Женщина кинула на него быстрый взгляд.
– Хорошо, – кивнула она после минуты раздумья, – Я сейчас попробую это организовать. Подождите меня в баре. Вон тот столик, не стесняйтесь. Заказано специально для вас и все оплачено.
Игорь присел за стол, где уже вовсю угощались двое его коллег, опрокинул рюмку коньяка. Раздраженность не проходила.
«Проституция, – повторил он мысленно, – И здесь проституция. Они – за мгновения всеобщего внимания, деньги, мы – за гонорары и коньяк с бутербродами».
– Ну, как тебе это действо? – спросил Стасов, сделавший перед этим глоточек коньяку и закусывавший его бутербродом с икоркой.
– Плавающий бордель, – буркнул Уфимцев, – Ты был наверху?
Стасов кивнул. Аккуратно прожевал бутерброд, смахнул пальцами крошки с бороды – эспаньолки и хитровато прищурился на Игоря:
– Се ля ви. Ты где-то видел иное?
– Но нельзя же так…
– Как?
– Открыто.
– А что так? – поднял брови Стасов, – Все очень пристойно. Только что я разговаривал с директором. Ну, с этим, у которого пресс-секретарь на пидора смахивает. Он мне заявил, что их главная задача – изменить отношение к женскому телу как к чему-то запретно-нечистому, которое нужно всячески скрывать. Поэтому они и станут организовывать конкурсы красоты во всех крупных городах Поволжья. Причем, с участием местных красавиц…
– А те, которые не смогут выйти в первую шеренгу конкурсанток, имеют шанс пополнить ряды стриптизерок, – насмешливо дополнил Уфимцев, – Что-то ты сейчас излишне благодушен, Сергей, «наполеончик» расслабил?
– А в тебе бушуют комплексы, Гоша, – прищурился Стасов, – Что, соска какая-нибудь не дала?
Уфмцев потемнел лицом.
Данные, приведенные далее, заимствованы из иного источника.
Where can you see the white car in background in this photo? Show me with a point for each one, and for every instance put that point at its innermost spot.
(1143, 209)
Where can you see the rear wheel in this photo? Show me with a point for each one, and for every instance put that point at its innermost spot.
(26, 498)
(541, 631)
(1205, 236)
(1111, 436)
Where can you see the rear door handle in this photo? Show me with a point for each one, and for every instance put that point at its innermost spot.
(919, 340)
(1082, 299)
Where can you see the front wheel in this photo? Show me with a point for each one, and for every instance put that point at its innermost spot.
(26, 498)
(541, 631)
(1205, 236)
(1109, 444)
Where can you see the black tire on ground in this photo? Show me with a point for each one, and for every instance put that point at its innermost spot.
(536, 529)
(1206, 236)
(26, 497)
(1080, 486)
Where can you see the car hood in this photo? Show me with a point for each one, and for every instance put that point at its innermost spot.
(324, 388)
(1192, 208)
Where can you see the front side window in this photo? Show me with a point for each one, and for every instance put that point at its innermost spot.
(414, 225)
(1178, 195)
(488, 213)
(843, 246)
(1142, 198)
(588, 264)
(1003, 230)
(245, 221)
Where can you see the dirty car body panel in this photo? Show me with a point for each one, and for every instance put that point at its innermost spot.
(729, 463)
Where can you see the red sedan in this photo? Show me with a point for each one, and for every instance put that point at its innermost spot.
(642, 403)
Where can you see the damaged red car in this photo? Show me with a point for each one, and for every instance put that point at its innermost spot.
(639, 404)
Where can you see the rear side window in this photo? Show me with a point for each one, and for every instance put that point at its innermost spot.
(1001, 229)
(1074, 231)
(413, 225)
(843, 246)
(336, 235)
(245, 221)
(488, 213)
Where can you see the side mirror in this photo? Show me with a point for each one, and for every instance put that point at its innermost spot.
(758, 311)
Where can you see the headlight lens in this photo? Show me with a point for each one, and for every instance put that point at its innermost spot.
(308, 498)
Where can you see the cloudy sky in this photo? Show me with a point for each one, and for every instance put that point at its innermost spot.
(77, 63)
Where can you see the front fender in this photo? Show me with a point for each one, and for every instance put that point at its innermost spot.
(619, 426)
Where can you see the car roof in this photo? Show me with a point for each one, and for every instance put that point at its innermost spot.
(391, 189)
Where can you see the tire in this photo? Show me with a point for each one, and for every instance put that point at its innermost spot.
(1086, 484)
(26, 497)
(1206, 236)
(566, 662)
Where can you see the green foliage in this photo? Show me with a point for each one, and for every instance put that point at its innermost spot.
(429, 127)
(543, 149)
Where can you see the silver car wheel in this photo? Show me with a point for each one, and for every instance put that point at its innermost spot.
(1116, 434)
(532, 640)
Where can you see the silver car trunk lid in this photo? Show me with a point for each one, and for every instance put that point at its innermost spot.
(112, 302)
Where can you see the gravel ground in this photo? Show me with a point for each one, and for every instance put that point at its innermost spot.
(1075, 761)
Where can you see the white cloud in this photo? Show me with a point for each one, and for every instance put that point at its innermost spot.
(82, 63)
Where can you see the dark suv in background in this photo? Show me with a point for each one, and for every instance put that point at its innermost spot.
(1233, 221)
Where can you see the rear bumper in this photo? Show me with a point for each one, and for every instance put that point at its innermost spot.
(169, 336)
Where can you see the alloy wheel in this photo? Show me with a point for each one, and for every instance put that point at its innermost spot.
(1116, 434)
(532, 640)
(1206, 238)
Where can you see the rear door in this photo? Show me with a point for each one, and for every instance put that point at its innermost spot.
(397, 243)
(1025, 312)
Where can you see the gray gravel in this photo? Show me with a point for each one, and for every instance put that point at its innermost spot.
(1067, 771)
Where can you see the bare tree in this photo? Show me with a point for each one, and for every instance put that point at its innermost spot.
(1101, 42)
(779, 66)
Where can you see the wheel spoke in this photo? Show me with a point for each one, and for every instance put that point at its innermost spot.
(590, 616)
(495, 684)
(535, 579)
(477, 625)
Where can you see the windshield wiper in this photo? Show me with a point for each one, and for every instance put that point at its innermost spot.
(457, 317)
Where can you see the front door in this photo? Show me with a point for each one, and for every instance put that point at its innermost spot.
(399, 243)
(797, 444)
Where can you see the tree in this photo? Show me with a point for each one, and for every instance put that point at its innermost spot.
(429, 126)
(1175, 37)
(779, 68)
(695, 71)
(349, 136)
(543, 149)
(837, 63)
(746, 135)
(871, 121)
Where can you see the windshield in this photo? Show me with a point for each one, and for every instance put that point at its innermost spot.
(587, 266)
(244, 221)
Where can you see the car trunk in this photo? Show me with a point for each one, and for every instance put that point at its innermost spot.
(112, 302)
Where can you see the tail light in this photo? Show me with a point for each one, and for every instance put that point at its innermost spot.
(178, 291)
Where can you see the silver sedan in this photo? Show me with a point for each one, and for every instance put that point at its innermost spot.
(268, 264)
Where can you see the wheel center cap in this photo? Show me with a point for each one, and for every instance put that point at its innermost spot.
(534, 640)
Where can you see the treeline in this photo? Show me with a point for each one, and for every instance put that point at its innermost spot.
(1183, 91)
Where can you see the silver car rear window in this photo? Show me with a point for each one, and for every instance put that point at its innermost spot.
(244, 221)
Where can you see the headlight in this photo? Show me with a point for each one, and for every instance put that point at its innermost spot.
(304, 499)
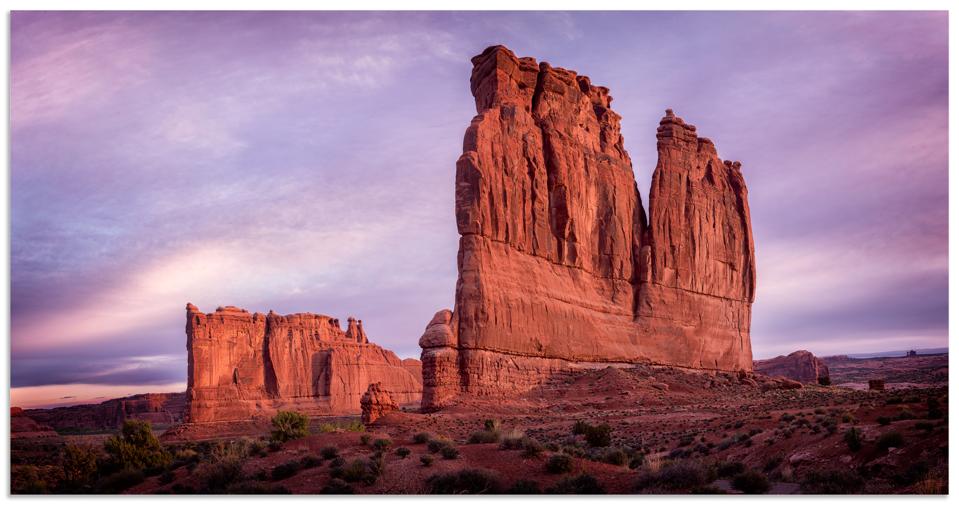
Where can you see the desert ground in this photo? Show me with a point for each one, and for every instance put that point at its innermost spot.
(669, 430)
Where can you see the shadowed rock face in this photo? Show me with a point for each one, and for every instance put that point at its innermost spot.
(558, 264)
(802, 366)
(244, 365)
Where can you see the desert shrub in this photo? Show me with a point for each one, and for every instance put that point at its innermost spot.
(531, 448)
(484, 437)
(310, 461)
(437, 444)
(359, 470)
(751, 483)
(599, 436)
(337, 486)
(289, 425)
(79, 466)
(512, 440)
(580, 427)
(450, 452)
(285, 470)
(559, 463)
(911, 474)
(831, 482)
(25, 479)
(890, 439)
(136, 447)
(581, 484)
(524, 486)
(730, 468)
(905, 414)
(682, 476)
(853, 438)
(329, 452)
(615, 456)
(255, 487)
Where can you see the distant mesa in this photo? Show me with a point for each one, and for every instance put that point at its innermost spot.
(559, 265)
(244, 366)
(800, 366)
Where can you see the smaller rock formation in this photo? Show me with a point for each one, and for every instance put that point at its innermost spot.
(376, 403)
(800, 366)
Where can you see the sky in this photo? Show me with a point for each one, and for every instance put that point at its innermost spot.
(304, 162)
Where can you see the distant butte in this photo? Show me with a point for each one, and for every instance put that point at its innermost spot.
(559, 265)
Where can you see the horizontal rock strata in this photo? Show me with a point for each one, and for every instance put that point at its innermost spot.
(244, 365)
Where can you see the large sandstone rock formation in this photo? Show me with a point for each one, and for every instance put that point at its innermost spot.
(559, 265)
(801, 366)
(244, 365)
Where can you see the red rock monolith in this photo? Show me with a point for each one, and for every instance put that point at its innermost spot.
(559, 266)
(244, 365)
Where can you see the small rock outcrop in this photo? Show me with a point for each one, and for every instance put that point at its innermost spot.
(244, 365)
(801, 366)
(376, 403)
(559, 265)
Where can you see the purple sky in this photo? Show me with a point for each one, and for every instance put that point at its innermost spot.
(305, 162)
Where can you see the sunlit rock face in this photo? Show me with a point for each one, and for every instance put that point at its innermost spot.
(559, 265)
(802, 366)
(244, 365)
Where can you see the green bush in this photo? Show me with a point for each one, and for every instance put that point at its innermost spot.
(832, 482)
(581, 484)
(450, 452)
(484, 437)
(890, 439)
(255, 487)
(79, 466)
(682, 476)
(524, 486)
(751, 483)
(599, 436)
(136, 447)
(285, 470)
(730, 469)
(120, 481)
(289, 425)
(337, 486)
(469, 481)
(853, 439)
(559, 463)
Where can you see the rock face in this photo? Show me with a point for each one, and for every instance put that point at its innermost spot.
(244, 365)
(376, 403)
(801, 366)
(157, 408)
(559, 265)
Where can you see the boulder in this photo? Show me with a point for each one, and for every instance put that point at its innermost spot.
(801, 366)
(559, 266)
(376, 403)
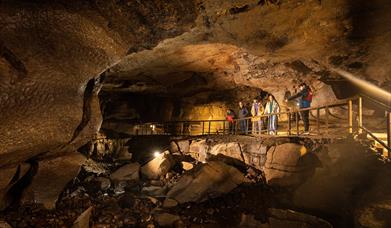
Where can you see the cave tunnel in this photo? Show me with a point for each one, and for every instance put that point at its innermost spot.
(126, 113)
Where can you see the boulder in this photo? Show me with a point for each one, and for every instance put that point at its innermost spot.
(199, 150)
(123, 153)
(211, 180)
(181, 146)
(288, 165)
(154, 190)
(187, 165)
(128, 172)
(254, 155)
(104, 183)
(231, 149)
(92, 166)
(250, 221)
(8, 177)
(279, 218)
(4, 224)
(158, 166)
(166, 220)
(52, 177)
(83, 221)
(169, 203)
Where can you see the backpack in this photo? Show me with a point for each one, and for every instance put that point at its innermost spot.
(309, 95)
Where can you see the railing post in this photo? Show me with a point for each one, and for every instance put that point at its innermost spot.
(247, 124)
(297, 122)
(350, 116)
(389, 131)
(289, 124)
(318, 120)
(327, 119)
(360, 115)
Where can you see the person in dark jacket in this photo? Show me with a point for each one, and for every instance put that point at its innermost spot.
(243, 113)
(305, 99)
(231, 123)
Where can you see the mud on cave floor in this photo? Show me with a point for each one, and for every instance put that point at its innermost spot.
(134, 208)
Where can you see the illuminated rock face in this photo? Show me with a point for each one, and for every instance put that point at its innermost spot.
(50, 53)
Стасов это заметил и примиряюще похлопал его по руке:
– Ладно-ладно, я пошутил…
– А вообще, Игорек… – продолжил он, – Наш народ слишком долго одевали в вериги. И теперь мы заново обретаем истины, открытые еще древними греками: женское тело прекрасно и достойно созерцания. А что касается мыслей, которые появляются при этом у тех или иных созерцателей, то это вопрос воспитания и половой удовлетворенности того или иного субъекта. Я не прав?
Уфимцев предпочел ограничиться глотком коньяка.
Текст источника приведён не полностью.